== A clever way of killing groups of processes

While reading parts of the [[systemd source code
https://github.com/systemd/systemd/]] that handle [[late stage
shutdown ../linux/SystemdShutdownWatchdog]], I ran across an oddity
in the code that's used to kill all remaining processes. A simplified
version of the code looks like this:

.pn prewrap on

>  void broadcast_signal(int sig, [...]) {
>     [...]
>     kill(-1, SIGSTOP);
>
>     killall(sig, pids, send_sighup);
>
>     kill(-1, SIGCONT);
>     [...]
>  }

(I've removed error checking and some other things; you can see
the original [[here
https://github.com/systemd/systemd/blob/master/src/core/killall.c]].)

This is called to send signals like _SIGTERM_ and _SIGKILL_ to
everything. At first the use of _SIGSTOP_ and _SIGCONT_ puzzled me,
and I wondered if there was some special behavior in Linux if you
_SIGTERM_'d [[a _SIGSTOP_'d process SIGSTOPUsesAndCautions]]. Then
the penny dropped; ~~by _SIGSTOP_ing processes first, we're avoiding
any thundering herd problems when processes start dying~~.

Even if you use _kill(-1, <signal>)_, the kernel doesn't necessarily
guarantee that all processes will receive the signal at once before
any of them are scheduled. So imagine you have a shell pipeline
that's remained intact all the way into late-stage shutdown, and
all of the processes involved in it are blocked:

>  proc1 | proc2 | proc3 | proc4 | proc5

It's perfectly valid for the kernel to deliver a _SIGTERM_ to
_proc1_, immediately kill the process because it has no signal
handler, close _proc1_'s standard output pipe as part of process
termination, and then wake up _proc2_ because now its standard input
has hit end-of-file, even though either you or the kernel will very
soon send _proc2_ its own _SIGTERM_ signal that will cause it to
die in turn. This and similar cases, such as a parent waiting for
children to exit, can easily lead to [[highly unproductive system
thrashing ../sysadmin/KillOrderImportance]] as processes are woken
up unnecessarily. And if a process has a _SIGTERM_ signal handler,
the kernel will of course schedule it to wake up and may start it
running immediately, especially on a multi-core system.

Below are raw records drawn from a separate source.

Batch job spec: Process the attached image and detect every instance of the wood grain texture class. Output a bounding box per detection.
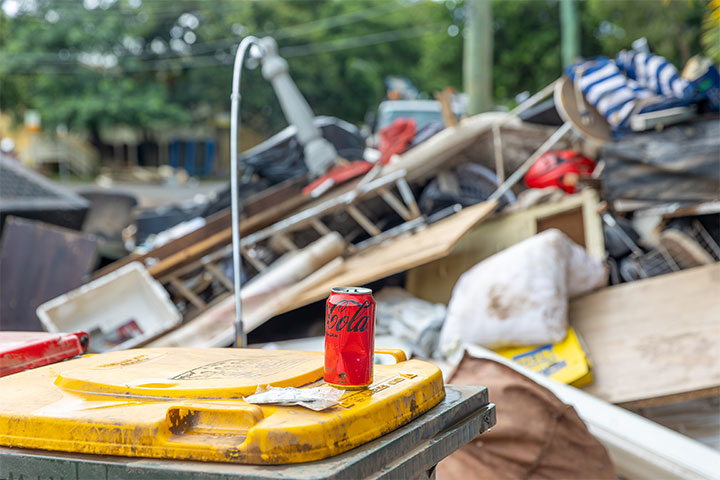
[0,217,97,331]
[405,189,605,304]
[278,202,497,311]
[569,263,720,407]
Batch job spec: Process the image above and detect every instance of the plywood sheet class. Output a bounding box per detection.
[569,263,720,406]
[278,202,497,311]
[406,189,605,304]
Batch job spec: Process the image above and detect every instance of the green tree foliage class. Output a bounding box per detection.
[0,0,707,142]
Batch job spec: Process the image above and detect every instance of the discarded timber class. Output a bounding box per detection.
[406,189,605,304]
[149,232,345,347]
[0,216,97,331]
[466,345,720,480]
[568,263,720,408]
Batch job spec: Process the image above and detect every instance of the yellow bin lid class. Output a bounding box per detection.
[0,348,445,464]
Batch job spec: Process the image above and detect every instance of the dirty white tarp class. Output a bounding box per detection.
[440,229,607,352]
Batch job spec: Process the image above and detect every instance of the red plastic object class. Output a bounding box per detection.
[525,150,595,193]
[302,160,372,195]
[0,332,90,377]
[378,118,417,165]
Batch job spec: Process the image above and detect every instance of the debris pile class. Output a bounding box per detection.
[0,46,720,478]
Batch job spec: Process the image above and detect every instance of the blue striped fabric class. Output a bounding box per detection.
[616,50,695,99]
[568,58,653,129]
[566,50,704,134]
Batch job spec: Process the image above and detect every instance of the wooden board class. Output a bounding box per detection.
[0,217,97,331]
[406,189,605,304]
[278,202,497,311]
[569,263,720,407]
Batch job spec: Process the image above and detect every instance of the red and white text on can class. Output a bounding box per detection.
[325,287,375,390]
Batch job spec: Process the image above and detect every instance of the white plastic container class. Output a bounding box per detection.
[36,262,182,352]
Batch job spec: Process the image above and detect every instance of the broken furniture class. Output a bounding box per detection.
[0,217,97,331]
[0,153,89,231]
[150,202,497,347]
[406,189,605,304]
[79,190,137,259]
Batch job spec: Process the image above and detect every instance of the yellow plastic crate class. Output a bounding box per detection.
[0,348,445,464]
[495,327,593,388]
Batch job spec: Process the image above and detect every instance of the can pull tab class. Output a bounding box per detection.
[375,348,407,363]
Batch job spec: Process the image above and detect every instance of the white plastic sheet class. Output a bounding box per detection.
[440,229,607,353]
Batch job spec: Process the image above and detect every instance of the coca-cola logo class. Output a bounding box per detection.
[325,299,372,332]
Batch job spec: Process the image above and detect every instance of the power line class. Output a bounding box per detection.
[2,23,445,74]
[0,2,418,64]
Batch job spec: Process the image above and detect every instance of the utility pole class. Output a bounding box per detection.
[463,0,493,115]
[560,0,580,67]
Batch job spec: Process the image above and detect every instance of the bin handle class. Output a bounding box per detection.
[375,348,407,363]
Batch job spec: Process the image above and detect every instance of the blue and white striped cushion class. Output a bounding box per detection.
[568,58,653,129]
[616,50,695,99]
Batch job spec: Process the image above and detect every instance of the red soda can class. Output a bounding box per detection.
[324,287,375,390]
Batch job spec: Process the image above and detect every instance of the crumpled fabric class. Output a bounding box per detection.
[243,385,345,412]
[439,229,607,353]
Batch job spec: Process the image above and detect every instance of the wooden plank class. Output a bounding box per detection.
[278,202,497,311]
[94,186,309,278]
[93,209,230,278]
[466,345,720,480]
[406,189,605,304]
[0,216,97,331]
[569,263,720,407]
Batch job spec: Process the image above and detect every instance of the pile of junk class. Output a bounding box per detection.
[0,41,720,478]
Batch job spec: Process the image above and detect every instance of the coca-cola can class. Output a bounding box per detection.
[325,287,375,390]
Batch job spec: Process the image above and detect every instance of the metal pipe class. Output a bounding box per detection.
[230,36,260,348]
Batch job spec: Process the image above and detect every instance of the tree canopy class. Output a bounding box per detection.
[0,0,707,142]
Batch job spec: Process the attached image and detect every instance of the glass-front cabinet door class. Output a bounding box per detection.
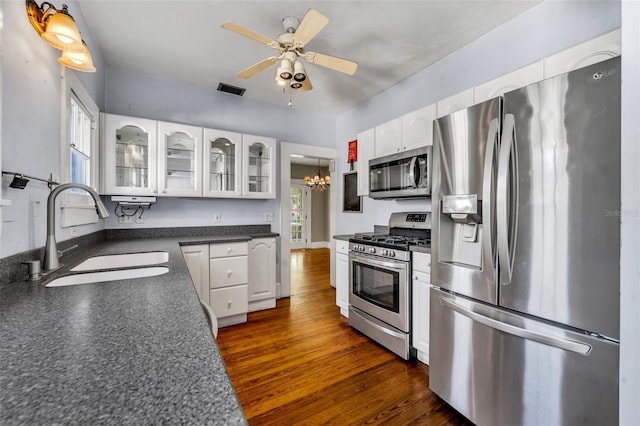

Sending everyone a _SIGSTOP_ before the real signal completely
avoids this. With all processes suspended, all of them will get
your signal before any of them can wake up from other causes.  If
they're going to die from the signal, they'll die on the spot;
they're not going to die (because you're starting with _SIGTERM_
or _SIGHUP_ and they block or handle it), they'll only get woken
up at the end, after most of the dust has settled. It's a great
solution to a subtle issue.

(If you're sending _SIGKILL_ to everyone, most or all of them will
never wake up; they'll all be terminated unless something terrible
has gone wrong. This means this _SIGSTOP_ trick avoids ever having
any of the processes run; you freeze them all and then they die
quietly. This is exactly what you want to happen at the end of
system shutdown.)